X = df.drop(columns = 'Product Number', axis = 1)
y = df['result']
X_train, X_test, y_train, y_test = train_test_split(X, y, test_size = 0.2, random_state = 42)
SVC = LinearSVC(max_iter = 1200)
SVC.fit(X_train, y_train)
y_pred = SVC.predict(X_test)
Is there any way for me to recover the product number and its features for the item that has passed or failed? How do I get/relate the results of y_pred to which product number it corresponds to?
I also plan on using cross validation so the data gets shuffled, would there still be a way for me to recover the product number for each test item?
I realised I'm using cross validation only to evaluate my model's performance so I decided to just run my code without shuffling the data to see the results for each datapoint.
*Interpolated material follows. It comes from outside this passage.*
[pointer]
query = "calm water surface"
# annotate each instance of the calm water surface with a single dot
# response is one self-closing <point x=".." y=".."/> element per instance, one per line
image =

Edit: For evaluation without cross validation, I drop the irrelevant columns only when I pass it to the classifier as shown below:
cols = ['id', 'label']
X = train_data.copy()
y = train_data['label']
X_train, X_val, y_train, y_val = train_test_split(X, y, test_size=0.2, random_state=2)
knn = make_pipeline(StandardScaler(),KNeighborsClassifier(n_neighbors=10))
y_val_pred = knn.fit(X_train.drop(columns=cols), y_train).predict(X_val.drop(columns=cols))
X_val['y_val_pred'] = y_val_pred
I join the y_val_pred
after prediction to check which datapoints have been misclassified.